Top 3 Custom Metrics Data Scientists Should Build for Finance: A Tutorial

Do not index

Canonical URL

Introduction

As a data scientist, you've probably encountered scenarios where standard ML metrics fail to reflect the true complexity of your business KPIs. In those moments, a custom metric is needed to provide more meaningful insights, but knowing how to build and track one isn’t always straightforward.

With NannyML Cloud’s new Custom Metrics feature, you can now effortlessly define, monitor, and even estimate the impact of personalised metrics—all within a single platform.

In this blog, we’ll explore the differences between traditional and custom metrics and examine finance-specific classification and regression models. Also, there is a step-by-step tutorial on how to set up and utilize these features in NannyML Cloud.

What You Miss Out On With Traditional Metrics

Traditional metrics typically provide a one-dimensional view of model performance, failing to account for the nuanced landscape of financial decision-making.

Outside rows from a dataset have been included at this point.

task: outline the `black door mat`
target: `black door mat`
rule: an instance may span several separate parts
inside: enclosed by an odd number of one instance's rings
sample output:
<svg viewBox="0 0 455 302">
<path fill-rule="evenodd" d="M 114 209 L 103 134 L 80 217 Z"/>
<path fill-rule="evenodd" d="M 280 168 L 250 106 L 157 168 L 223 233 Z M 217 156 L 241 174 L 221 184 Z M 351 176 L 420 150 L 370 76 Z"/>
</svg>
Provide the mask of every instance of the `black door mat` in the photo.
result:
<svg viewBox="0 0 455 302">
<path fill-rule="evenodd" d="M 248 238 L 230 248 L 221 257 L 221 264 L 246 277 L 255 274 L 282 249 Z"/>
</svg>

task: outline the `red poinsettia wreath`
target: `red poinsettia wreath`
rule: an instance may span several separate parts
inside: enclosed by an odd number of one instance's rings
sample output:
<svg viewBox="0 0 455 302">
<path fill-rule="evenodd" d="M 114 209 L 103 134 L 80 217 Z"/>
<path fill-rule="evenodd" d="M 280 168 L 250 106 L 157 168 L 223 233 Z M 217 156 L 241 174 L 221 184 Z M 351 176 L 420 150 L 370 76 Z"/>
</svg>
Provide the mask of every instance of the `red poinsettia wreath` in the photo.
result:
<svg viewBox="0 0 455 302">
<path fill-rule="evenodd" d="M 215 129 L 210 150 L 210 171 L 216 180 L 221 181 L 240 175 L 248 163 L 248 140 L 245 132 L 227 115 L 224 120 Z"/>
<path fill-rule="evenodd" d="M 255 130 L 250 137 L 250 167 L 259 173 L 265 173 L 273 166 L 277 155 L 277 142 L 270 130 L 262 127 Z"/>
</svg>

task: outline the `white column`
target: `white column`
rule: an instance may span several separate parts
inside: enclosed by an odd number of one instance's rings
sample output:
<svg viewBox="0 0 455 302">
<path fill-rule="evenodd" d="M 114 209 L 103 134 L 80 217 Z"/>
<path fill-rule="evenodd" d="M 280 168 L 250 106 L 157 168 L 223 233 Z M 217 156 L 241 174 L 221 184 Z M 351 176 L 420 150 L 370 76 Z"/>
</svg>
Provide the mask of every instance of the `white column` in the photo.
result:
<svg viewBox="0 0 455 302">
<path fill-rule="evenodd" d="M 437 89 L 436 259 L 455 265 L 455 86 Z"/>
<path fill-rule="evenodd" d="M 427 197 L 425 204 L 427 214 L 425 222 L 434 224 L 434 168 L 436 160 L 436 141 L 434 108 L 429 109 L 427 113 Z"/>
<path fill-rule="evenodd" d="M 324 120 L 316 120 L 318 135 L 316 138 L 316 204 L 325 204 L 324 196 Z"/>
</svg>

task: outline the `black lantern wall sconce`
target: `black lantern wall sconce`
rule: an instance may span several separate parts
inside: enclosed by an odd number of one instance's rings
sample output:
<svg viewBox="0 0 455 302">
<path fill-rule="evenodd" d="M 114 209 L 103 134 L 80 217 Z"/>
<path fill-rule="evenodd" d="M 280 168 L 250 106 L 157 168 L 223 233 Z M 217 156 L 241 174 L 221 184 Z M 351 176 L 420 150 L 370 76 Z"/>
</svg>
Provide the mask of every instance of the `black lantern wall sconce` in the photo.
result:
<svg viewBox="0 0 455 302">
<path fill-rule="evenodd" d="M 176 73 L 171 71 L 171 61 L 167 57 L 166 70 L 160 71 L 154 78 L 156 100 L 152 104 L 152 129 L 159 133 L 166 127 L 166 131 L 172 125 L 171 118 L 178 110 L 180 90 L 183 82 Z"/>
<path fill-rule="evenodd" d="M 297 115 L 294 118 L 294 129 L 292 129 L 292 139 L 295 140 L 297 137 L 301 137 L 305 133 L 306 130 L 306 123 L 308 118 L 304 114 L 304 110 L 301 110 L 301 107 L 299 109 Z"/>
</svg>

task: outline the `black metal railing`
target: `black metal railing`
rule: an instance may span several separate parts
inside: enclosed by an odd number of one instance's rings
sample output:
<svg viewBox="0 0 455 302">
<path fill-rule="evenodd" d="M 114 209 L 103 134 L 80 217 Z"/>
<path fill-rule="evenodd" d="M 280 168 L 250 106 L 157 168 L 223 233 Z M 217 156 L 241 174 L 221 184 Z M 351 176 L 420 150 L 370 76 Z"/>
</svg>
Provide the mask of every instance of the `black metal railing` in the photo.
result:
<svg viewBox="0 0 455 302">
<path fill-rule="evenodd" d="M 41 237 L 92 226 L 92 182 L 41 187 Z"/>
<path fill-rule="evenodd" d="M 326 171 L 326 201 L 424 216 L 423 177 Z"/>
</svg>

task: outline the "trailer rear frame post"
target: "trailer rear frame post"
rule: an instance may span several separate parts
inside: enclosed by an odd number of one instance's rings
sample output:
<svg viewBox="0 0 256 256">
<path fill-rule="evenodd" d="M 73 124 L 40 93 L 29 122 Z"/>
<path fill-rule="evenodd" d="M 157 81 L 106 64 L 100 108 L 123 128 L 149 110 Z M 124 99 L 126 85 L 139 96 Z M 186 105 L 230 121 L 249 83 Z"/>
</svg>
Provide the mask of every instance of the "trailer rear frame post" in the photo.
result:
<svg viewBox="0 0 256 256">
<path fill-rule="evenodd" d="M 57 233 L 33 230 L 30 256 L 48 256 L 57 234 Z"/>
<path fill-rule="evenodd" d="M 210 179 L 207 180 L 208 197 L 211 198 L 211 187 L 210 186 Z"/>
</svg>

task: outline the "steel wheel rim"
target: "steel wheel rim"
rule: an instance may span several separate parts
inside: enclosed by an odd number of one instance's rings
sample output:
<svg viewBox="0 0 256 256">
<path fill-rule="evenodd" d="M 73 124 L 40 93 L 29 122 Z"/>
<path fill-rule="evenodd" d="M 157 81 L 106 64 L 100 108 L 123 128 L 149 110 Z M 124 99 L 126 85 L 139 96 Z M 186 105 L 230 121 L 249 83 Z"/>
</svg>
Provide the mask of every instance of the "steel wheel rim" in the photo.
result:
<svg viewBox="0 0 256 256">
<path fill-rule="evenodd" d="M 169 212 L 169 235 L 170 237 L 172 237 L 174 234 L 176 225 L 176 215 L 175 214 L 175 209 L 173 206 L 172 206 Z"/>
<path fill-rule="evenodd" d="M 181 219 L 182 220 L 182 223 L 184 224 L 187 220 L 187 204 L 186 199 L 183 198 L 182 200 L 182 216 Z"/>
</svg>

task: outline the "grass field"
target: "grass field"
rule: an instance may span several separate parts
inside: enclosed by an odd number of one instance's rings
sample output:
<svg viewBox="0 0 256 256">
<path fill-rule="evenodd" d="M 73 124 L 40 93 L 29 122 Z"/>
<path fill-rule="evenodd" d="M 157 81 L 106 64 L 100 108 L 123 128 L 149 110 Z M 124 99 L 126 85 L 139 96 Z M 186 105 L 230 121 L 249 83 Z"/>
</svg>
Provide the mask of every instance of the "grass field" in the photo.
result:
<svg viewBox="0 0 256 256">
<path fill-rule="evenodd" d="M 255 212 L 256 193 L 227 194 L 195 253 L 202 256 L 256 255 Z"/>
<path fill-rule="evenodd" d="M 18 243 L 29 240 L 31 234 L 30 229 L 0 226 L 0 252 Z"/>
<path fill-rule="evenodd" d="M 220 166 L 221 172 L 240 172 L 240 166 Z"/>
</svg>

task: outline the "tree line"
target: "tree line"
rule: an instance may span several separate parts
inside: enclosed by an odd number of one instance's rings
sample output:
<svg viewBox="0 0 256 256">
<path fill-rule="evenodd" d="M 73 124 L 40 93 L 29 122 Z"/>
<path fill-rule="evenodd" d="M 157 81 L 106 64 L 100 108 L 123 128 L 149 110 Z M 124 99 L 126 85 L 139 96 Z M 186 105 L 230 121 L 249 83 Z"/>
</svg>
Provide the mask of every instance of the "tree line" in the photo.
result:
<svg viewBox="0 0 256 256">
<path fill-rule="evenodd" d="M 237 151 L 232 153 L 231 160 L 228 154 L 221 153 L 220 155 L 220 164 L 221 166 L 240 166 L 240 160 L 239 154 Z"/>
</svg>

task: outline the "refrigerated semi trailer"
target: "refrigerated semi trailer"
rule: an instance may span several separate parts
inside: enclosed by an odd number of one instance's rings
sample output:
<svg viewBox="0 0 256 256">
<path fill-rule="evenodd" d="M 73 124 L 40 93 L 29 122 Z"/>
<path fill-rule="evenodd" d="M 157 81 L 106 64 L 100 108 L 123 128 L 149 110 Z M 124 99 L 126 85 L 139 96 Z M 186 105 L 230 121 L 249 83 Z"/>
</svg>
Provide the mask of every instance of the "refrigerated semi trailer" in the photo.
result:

One significant limitation is the inability of standard metrics to reflect the true business impact of model decisions. They often lack sensitivity to the vastly different costs associated with various types of errors in financial predictions or classifications. This cost-insensitivity can lead to models that appear statistically sound but fail to optimize for actual business outcomes such as profitability or risk mitigation.

For your finance models, custom metrics can be designed to reflect specific outcomes, such as profitability, risk management, or customer satisfaction. This provides a clearer picture of how well the model achieves its intended goals.

For the tutorial part, we will be using NannyML Cloud, a monitoring platform with state-of-the-art algorithms designed for your post-deployment issues.

With this understanding, let's discuss some popular situations where the new Custom Metric feature might come in handy.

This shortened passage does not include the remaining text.